- Born: 23 November 1958 (age 67) London

Academic background
- Thesis: The dynamics of innovation: newness and novelty in the Athens of Aristophanes (1998)
- Doctoral advisor: Peter Lunt Richard Janko Alan Griffiths

Academic work
- Institutions: Jesus College, Oxford
- Website: www.armand-dangour.com

= Armand D'Angour =

British classical scholar and musician (born 1958)

Armand D'Angour (born 23 November 1958) is a British classical scholar and classical musician, Professor of Classics at Oxford University and Fellow and Tutor in Classics at Jesus College, Oxford. His research embraces a wide range of areas across ancient Greek culture, and has resulted in publications that contribute to scholarship on ancient Greek music and metre, innovation in ancient Greece, Latin and Greek lyric poetry, the biography of Socrates and the status of Aspasia of Miletus. He writes poetry in ancient Greek and Latin, and was commissioned to compose odes in ancient Greek verse for the 2004 and 2012 Olympic Games.

D'Angour has conducted research into the sounds of ancient Greek music (since 2013), aiming to recreate the sound of the earliest substantial notated document of Greek music (from Euripides' drama Orestes), and to establish connections with much later Western musical traditions.

D'Angour's book Socrates in Love (2019) presents new evidence for a radically revisionist historical thesis regarding the role of Aspasia of Miletus in the development of Socrates' thought. How to Innovate: An Ancient Guide to Creative Thinking (2021) distils for the general reader some of the findings relating to innovation explored in his academic monograph The Greeks and the New: Novelty in Ancient Greek Imagination and Experience (Cambridge 2011).

== Early life ==
D'Angour was born in London, England, and was educated at Sussex House School and as a King's Scholar at Eton College. While at Eton, he won the Newcastle Scholarship in 1976 (the last year in which the original twelve exams in Classics and Divinity were set), and was awarded a Postmastership (full academic scholarship) to Merton College, Oxford to read classics.

Having learned to play the piano from the age of six and the cello from the age of 11, from 1976 to 1979 D'Angour undertook a Performer's Course, with piano and cello as joint first instruments, at the Royal College of Music, London, where he studied piano with Angus Morrison and cello with Anna Shuttleworth and Joan Dickson.

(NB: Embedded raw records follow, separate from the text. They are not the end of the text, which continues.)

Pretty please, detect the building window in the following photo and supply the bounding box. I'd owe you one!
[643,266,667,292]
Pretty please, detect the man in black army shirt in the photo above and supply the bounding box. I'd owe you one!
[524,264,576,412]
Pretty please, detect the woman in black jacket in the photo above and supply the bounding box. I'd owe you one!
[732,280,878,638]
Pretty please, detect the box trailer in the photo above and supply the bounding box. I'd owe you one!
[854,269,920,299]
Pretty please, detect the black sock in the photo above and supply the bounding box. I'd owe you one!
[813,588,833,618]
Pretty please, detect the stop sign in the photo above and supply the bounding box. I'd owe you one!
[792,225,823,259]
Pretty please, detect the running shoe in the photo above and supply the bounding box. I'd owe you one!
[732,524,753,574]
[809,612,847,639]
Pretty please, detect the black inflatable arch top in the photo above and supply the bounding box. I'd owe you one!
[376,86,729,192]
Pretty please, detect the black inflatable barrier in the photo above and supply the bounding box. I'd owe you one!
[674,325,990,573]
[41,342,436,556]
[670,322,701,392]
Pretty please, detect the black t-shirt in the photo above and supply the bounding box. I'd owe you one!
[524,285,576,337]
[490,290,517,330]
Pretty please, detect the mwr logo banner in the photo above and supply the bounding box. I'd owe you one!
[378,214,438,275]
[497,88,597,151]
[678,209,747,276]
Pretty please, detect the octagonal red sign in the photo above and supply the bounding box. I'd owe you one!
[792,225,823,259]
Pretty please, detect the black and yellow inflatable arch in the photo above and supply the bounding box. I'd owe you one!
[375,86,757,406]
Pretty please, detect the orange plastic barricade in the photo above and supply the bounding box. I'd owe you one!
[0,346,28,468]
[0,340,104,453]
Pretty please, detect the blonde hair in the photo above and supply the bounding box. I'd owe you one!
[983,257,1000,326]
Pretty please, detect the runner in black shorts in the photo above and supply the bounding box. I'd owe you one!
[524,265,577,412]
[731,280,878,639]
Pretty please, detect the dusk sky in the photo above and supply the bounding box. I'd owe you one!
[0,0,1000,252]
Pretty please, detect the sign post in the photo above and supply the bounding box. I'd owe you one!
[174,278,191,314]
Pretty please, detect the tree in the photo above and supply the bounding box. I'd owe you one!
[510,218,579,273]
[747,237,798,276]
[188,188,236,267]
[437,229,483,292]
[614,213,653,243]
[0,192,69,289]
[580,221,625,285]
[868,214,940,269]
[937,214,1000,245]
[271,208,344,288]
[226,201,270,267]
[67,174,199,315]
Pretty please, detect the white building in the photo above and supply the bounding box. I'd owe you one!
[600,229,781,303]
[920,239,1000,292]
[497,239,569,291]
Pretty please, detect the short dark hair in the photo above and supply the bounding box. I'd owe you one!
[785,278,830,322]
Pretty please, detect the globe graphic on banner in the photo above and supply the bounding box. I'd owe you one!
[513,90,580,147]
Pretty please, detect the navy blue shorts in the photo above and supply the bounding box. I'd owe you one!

D'Angour went on to read classics at Oxford (1979–83), during which he won the Gaisford Greek Prose Prize, the Chancellor's Latin Verse Prize, the Hertford Scholarship, and the Ireland and Craven Scholarship, and graduated with a Double First (BA Hons, Literae Humaniores).

In 1981-2 he conducted the Kodály Choir and orchestra, with performances including Brahms' 1st Piano Concerto (with Colin Stone, piano), Poulenc's Organ Concerto (with Michael Emery, organ) and Fauré's Requiem (with Rudolf Piernay, baritone). In 1983, he sat for a Prize Fellowship by Examination at All Souls College, but was unsuccessful. He then studied cello in the Netherlands with cellist Anner Bylsma, and now regularly performs as cellist with the London Brahms Trio.

From 1987 to 1994 D'Angour worked in and eventually managed a family business. In 1994-8 he researched for a PhD at University College London on the dynamics of innovation in ancient Athens, a topic inspired by both his classical background and his experience of innovation in business. During this period he co-authored a book with Steven Shaw on swimming in relation to the principles of the Alexander Technique.

==Academic career==
In the course of his doctoral research, D'Angour published his first scholarly article (in Classical Quarterly 1997) "How the Dithyramb Got Its Shape", in which he restored the opening lines of a fragment of Pindar (fr. 70b from Dithyramb 2, first published in 1919) to show that it refers to the creation of the 'circular dance' (kuklios choros), the form in which the dithyramb was performed in Athens in the early fifth century BC. The article contributed to a renewed interest in the ancient genre of the dithyramb, and has featured in numerous articles and books (including Dithyramb in Context, ed. B. Kowalzig and P. Wilson, Oxford 2013) that explore the subject from different angles. He also published an article (1999) detailing the technical and political background to the adoption of the Ionic alphabet (still the standard Greek script) by a decree of Eucleides in Athens in 403 BC.

In 2000, D'Angour was appointed Fellow in Classics at Jesus College, Oxford. He extended the chronological scope of this doctoral research to produce The Greeks and the New (published by Cambridge University Press in 2011), a wide-ranging academic study of novelty and innovation in ancient Greece; he has applied the findings of his research to business and to other domains, including music and psychoanalytic theory. His TedED lessons on Archimedes' Eureka Moment and the Origins of the Ancient Olympics have attracted millions of views.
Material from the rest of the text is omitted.